I am a medical epidemiologist with a long-standing interest in the
mechanisms of publishing, the quality of international biomedical
literature and editorial peer review. I will limit my comments to the
biomedical field.
One of the best ways of assessing the status of each of the three
interlinked areas is to base one’s observations and predictions on the
totality of available evidence. In biomedicine this is summed-up in
systematic reviews which are sometimes also incorrectly known as meta-
analyses (this is more properly the name a statistical technique to
pool data, but is of little relevance to my comments).
Biomedical publishing is a huge global business producing a plethora
of information of all kinds. In the last few years there has been a
growing body of evidence showing some fundamental problems with
contemporary literature. These problems are due to partial and biased
publication of data, fraud (which is probably rare) research
misconduct in its many forms (which is more common), redundant
publication (in which the same set of data are published more than
once without cross referencing), poor study design, optimistic
conclusions favouring new and expensive treatments, media buzz for new
(and more expensive) treatments which years later are shown not to be
so effective, ghost writing of studies and (more recently) prestigious
journals preferentially publishing studies with rich backers,
regardless of their quality or size.
These problems would not really matter, were it not for the fact that
ultimately people’s health and health care delivery are affected.
Ethically to me as a physician this situation is intolerable.

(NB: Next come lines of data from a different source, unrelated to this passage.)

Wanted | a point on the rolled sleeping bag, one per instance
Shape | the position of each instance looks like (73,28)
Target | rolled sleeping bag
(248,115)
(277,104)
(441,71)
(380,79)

However, the problems are of difficult resolution without a
fundamental paradigm shift which requires two linked interventions to
address the causes of this situation.
First the publishing of biomedical should not be a business. Research
conducted on human beings should be freely available in public
archives and (as your project aims to achieve) freely available. There
is no scientifically tenable reason for the so-called Inglefinger rule
(the right to publish only what has not been published before), nor
for the very existence of journals. There is little evidence that
journal rituals such as peer review add anything. Even less is there a
requirement to transfer copyright of a research paper to one of the
big publishing houses.
Second, the assessment of research quality and researchers’ careers
should not be based on the number of publications nor on their quality
as judged indirectly by bibliometric indicators such as the impact
factor (IF). The IF is a measure of journal citation and is not linked
to methodological quality of what is published in it. Academic
pressures to publish in journals with a high journal impact factor are
distorting and corrupting biomedical research, as both authors,
sponsors and journals are in fierce competition for ever higher factor
scores and the perverse incentives of the current system are beginning
to be clearly visible.
Projects such as yours are desperately needed to provide incentives
for honest biomedical research conduct and reporting. However: beware
of substituting the IF with endorsements. There is no point in getting
rid of one totem and providing another incentive for points
collection. Research should be judged on its capacity to improve
health and that takes time and an open debate.